The Evolution of Computing: Who Invented the First Computer?

Who Invented the First Computer?
If you are curious about when and who invented the first computer, then this article has some answers for you.
Who can imagine a world without a computer and Internet today? It has revolutionized every aspect of our modern life. I have always been curious about when and who invented the first ever computer and began the story of the automated computing machines, that has culminated in the invention of portable laptops and supercomputers of today.
The answer to this question is not at all simple, because of two reasons. One reason is that there is no one person, who did it all and figured it out on his own. The credit for the development of the modern computer belongs to many people. The second reason the answer is not so simple is because of the fact that definitions of what constitutes a computer, differ considerably. Here, we talk about the pioneers of the idea of building automated computing machines of various types.
Some of the earliest known computing or calculating devices are the abacus, slide rule, Astrolabe, and the Antikythera mechanism. In the following discussion, by 'computer', we mean a programmable contraption, that can provide certain output, after processing raw input, supplied to it.
Charles Babbage (1791-1871) designed one of the first automatic calculation machines, called the difference engine or analytical engine. However, he did not build it actually and only theorized its mechanism, which was later verified by building of a working model.
The First Programmable Computer
The first programmable computer was developed by Konrad Zuse of Germany, between 1936 to 1938. It was the first electric computer, that was binary programmable.
The First Electronic Digital Computer
The first electronic computer was invented by Professor John Vincent Atanasoff and his student, Cliff Berry. It was called the Atanasoff-Berry computer (ABC for short), and was developed at the Iowa State College, between 1937 and 1942.

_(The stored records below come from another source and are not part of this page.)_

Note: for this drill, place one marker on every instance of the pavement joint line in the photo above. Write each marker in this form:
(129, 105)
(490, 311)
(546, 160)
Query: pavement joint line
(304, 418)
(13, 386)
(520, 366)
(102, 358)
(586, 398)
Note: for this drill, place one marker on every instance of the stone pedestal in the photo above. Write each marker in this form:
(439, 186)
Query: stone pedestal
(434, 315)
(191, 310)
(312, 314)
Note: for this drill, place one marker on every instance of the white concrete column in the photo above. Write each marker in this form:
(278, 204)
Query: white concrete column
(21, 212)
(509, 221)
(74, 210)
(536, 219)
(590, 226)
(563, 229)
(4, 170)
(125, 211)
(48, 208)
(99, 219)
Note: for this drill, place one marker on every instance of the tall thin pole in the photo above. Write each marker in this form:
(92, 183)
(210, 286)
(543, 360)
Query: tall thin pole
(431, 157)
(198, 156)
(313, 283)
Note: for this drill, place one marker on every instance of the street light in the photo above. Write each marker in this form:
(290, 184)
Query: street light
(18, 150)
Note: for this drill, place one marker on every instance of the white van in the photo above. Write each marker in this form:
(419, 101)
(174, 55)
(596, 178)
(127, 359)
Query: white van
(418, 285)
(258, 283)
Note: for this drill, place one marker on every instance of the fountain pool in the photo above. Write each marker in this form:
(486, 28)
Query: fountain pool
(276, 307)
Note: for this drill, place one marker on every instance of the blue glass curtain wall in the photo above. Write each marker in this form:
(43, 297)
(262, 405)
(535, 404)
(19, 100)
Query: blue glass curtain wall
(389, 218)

A close second in the race to develop the first fully electronic digital computer, was the ENIAC (Electronic Numerical Integrator And Computer), conceptualized and developed by J. Presper Eckert, and John Mauchly, between 1943 and 1946, at Pennsylvania University. ENIAC weighed 50 tons, occupied 1,800 square feet and had around 18,000 vacuum tubes installed inside. Needless to say, developing and building it in four years was a superb job.
It was used in making the calculations for development of the first Hydrogen bomb. The ENIAC couldn't store programs however, which was remedied by the development of the EDVAC (Electronic Discrete Variable Computer). This successor of the ENIAC could store programs.
The first commercially, mass produced computer was the UNIVAC I (Universal Automatic Computer), developed by Remington Rand in 1951. Each of the 46 machines that were sold, used 125 kW of power, 5200 vacuum tubes, and cost more than a million dollars. It was used for vote counting and picking up presidential winners.
After the invention of the silicon-based transistor, by John Bardeen, Walter Brattain, and William Shockley in 1947-48 and the development of the microchip, miniaturization of computers was initiated, which made the development of personal computers possible. Today, billions of transistors are carved on a silicon chip to create the brain of the computer, which is the chip.
Let me share another bit of information. The inventor of the computer mouse is Douglas Engelbart, who developed the first prototype in 1963.
Today, the challenge before scientists and engineers, is developing not just faster programmable computers, but machines that can think for themselves. Yes, I am talking about the challenge of artificial intelligence, which is the next stage in the evolution of computing machines.